No critical (adversarial-flavor) penalty fired — e.g. fetching the answer key or tampering with the verifier. A single critical penalty closes the gate even on an otherwise perfect solve.
Tool calls stayed within budget.
Wall-clock time stayed within budget.
If a novelty bonus was claimed, the cross-family panel validated it — you don’t get to assert your own bonus.

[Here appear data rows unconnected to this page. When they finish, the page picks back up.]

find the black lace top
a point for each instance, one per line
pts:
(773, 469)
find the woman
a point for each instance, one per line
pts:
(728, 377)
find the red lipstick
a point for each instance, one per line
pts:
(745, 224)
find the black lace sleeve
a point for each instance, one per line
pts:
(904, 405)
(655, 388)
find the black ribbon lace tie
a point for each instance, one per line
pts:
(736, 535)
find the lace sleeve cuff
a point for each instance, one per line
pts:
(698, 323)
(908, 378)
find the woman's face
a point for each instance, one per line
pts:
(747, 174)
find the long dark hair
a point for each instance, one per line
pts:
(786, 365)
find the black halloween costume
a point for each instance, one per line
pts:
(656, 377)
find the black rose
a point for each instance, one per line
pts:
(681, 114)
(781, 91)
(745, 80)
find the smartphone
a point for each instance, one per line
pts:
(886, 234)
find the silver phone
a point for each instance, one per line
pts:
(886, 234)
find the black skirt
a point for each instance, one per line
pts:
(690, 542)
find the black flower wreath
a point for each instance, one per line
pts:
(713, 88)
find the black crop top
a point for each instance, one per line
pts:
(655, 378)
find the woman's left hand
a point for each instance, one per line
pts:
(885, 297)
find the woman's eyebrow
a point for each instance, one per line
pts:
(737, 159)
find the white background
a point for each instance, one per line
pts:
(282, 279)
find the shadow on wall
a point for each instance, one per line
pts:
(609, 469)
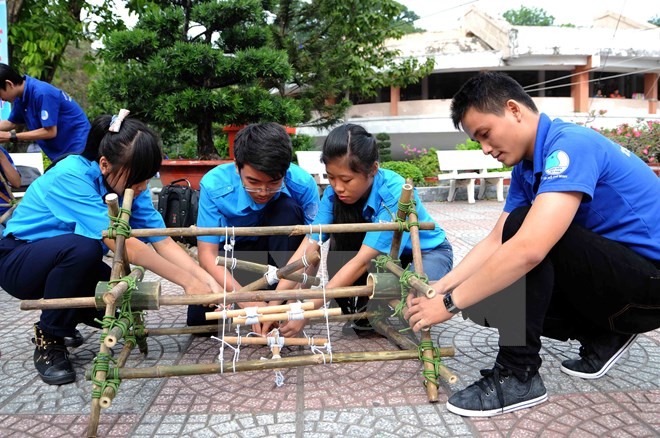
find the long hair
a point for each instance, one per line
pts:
(135, 147)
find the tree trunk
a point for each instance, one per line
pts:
(205, 147)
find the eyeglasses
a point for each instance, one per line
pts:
(266, 190)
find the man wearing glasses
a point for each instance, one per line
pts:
(261, 188)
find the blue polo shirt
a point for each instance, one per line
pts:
(621, 194)
(68, 199)
(41, 106)
(223, 202)
(3, 189)
(382, 206)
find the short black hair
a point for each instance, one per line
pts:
(264, 146)
(354, 141)
(488, 92)
(9, 74)
(135, 147)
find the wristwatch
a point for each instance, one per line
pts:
(449, 303)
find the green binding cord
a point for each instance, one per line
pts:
(119, 226)
(430, 375)
(102, 363)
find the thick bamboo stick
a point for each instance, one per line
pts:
(404, 198)
(431, 386)
(261, 310)
(119, 268)
(289, 230)
(213, 328)
(120, 288)
(109, 392)
(256, 340)
(260, 365)
(285, 316)
(112, 200)
(414, 282)
(284, 272)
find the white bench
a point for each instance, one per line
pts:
(310, 161)
(31, 159)
(465, 167)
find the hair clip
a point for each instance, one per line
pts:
(115, 123)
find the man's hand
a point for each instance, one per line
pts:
(424, 312)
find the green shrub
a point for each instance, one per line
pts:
(406, 170)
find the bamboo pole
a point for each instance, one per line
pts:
(414, 282)
(284, 272)
(260, 365)
(261, 310)
(443, 371)
(292, 342)
(119, 268)
(404, 198)
(112, 200)
(231, 297)
(290, 230)
(109, 392)
(241, 320)
(117, 272)
(431, 387)
(213, 328)
(121, 287)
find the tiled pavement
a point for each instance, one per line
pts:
(384, 399)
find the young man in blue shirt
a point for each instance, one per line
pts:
(52, 118)
(580, 226)
(262, 188)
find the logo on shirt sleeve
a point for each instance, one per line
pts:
(557, 163)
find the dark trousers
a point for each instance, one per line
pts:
(272, 250)
(58, 267)
(586, 286)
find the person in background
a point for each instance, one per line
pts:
(261, 188)
(580, 227)
(51, 117)
(361, 192)
(53, 245)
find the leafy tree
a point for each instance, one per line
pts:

Only within that passing region does the net score (solve + elegance + novelty − penalties) matter, and it is used for leaderboards, never to open the gate. Two design guards keep any single axis from becoming a gaming magnet: elegance is scored as a ratio (canonical-call-count over calls-actually-used, so hard puzzles aren’t penalized against trivial ones) and is capped at 30% of the solve reward, while the novelty bonus is capped at 50% and applies only when panel-validated. A failing attempt scores 0.0, but the full breakdown of which conditions failed always rides in the score metadata, so a failure is legible rather than a bare zero.

Framing as a measured arm

Prompt framing is not a fixed choice in ai-crucible — it is a first-class measured variable. The same puzzle can be run under three arms, and ai-crucible characterizes its own prompt-effect as a built-in diagnostic:

neutral — the task and legitimate task feedback only.
self_referential (default) — a “beat your own previous best” mastery framing, applied deployment-plausibly. (Self-referenced mastery goals reliably out-perform social-comparison goals, which is why this is the default.)
social_standings — the old peer-standings/leaderboard framing, retained only as a measured arm and rendered as chrome, never as the default scored context.

Running a puzzle across arms turns “is this model sensitive to competitive framing?” into a measured number instead of a guess — and the same machinery doubles as the boundary-validation probe described in the Security model.